According to Gramercy Capital’s release, CDO 3 is intended to match-fund on a long-term basis a portfolio of investment-grade CMBS acquired under the direction of its recently-formed Real Estate Securities Group, and will also create almost $350 million of immediate financing capacity in its existing CDOs and secured repurchase agreements.

A spokesperson for the company tells GlobeSt.com that no one involved in the deal can say anything on this as of yet. “Since it is a private (144A/Reg S) deal, the company is prohibited from speaking about it publicly until it closes,” they say, adding that the deal will close shortly.

The CDO securities will be issued by Gramercy Real Estate CDO 2007-1 LTD and Gramercy Real Estate CDO 2007-1 LLC, and will consist of $1 million of bonds rated AAA through BBB-, plus interests that are not rated investment-grade.

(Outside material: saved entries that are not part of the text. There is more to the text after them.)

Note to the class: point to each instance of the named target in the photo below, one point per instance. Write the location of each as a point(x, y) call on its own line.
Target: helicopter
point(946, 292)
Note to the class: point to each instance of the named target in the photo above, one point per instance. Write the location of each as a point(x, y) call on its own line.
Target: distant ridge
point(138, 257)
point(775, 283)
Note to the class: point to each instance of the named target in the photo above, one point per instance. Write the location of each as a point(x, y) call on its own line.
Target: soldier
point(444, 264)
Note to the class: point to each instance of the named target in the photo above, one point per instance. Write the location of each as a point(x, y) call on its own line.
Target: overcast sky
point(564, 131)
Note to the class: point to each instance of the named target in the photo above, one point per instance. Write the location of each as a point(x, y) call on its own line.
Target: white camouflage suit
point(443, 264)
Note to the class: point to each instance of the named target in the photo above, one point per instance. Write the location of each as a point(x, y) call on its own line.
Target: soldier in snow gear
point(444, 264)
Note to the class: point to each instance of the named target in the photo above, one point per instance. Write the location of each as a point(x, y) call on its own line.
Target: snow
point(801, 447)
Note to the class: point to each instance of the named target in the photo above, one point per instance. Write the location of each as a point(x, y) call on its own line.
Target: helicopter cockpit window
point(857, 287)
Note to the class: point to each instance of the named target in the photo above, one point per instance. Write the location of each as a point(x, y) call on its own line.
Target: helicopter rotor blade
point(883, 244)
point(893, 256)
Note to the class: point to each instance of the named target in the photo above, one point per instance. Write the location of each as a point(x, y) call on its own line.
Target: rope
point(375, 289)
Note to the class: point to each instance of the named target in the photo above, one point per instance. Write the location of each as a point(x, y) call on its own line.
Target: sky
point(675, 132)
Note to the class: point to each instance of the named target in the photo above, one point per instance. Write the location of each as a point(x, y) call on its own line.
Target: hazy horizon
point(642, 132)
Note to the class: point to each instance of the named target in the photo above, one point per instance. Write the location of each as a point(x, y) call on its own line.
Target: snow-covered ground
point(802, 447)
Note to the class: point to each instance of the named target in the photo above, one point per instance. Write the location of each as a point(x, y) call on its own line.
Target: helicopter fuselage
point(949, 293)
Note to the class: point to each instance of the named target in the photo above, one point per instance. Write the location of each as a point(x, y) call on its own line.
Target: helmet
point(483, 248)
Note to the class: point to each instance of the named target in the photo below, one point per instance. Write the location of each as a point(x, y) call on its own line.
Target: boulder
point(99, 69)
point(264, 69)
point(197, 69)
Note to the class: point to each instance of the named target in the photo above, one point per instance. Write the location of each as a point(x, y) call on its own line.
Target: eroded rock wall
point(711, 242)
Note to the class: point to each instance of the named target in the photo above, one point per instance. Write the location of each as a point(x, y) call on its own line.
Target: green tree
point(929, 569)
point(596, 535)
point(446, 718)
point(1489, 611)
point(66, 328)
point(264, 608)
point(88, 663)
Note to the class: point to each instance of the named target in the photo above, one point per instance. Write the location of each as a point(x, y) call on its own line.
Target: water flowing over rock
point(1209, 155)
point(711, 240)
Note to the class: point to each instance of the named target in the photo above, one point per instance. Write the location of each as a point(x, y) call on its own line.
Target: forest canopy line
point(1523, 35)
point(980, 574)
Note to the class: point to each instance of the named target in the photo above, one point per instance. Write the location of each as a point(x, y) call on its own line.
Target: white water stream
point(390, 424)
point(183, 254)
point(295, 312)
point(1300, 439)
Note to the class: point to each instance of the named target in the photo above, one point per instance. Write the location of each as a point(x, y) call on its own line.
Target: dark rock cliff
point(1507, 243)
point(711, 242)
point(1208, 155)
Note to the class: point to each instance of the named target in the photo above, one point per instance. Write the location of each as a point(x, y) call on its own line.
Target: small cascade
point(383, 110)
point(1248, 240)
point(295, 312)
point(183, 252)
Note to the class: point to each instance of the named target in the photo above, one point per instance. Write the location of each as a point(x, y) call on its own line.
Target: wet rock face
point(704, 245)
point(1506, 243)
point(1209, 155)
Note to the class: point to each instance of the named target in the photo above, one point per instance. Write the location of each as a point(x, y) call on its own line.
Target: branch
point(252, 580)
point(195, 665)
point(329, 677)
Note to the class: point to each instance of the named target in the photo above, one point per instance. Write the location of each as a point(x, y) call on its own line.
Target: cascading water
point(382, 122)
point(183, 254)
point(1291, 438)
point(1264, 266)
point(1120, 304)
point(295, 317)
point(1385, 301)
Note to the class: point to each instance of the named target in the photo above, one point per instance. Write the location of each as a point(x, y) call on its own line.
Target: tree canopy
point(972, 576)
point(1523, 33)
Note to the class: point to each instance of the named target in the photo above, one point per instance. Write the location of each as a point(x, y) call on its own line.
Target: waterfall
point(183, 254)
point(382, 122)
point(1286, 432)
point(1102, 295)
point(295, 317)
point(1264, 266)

The issuer and co-issuer sold all of the bonds rated AAA through BBB-. As it did with CDO 1 and CDO 2, Gramercy will retain the non-investment grade interests in CDO 3.

The release notes that at issuance, the weighted-average spread will be 44.7 basis points, excluding transaction costs. The CDO will have an expected term of up to 10 years, and provides for a five-year reinvestment period with respect to the approximately $350 million of loans initially included in CDO 3. Gramercy expects the transaction to close on or about Aug. 15, 2007, subject to satisfaction of customary closing conditions.

Together with Gramercy Real Estate CDO 2005-1, a $1 billion CRE CDO which Gramercy issued in July 2005, and Gramercy Real Estate CDO 2006-1 (“CDO 2″), a $1 billion CRE CDO which Gramercy issued in July 2006, Gramercy now has $2.8 billion of long-term, non-recourse debt with no mark-to-market provisions. Assets to be contributed to CDO 3 by Gramercy will consist of investment-grade CMBS (68%) and first mortgage loans, subordinate participation interests in first mortgage loans, and mezzanine loans (together comprising 32%). All of the collateral for CDO 3 is presently owned by Gramercy or in the process of closing for inclusion in CDO 3.

Gramercy will treat the transaction as a financing and therefore consolidate on its balance sheet and statement of operations all of the assets, liabilities, income and expenses of the CDO issuer. All contributed collateral will be shown as assets, and the investment grade rated securities issued to third party investors will be shown as direct liabilities.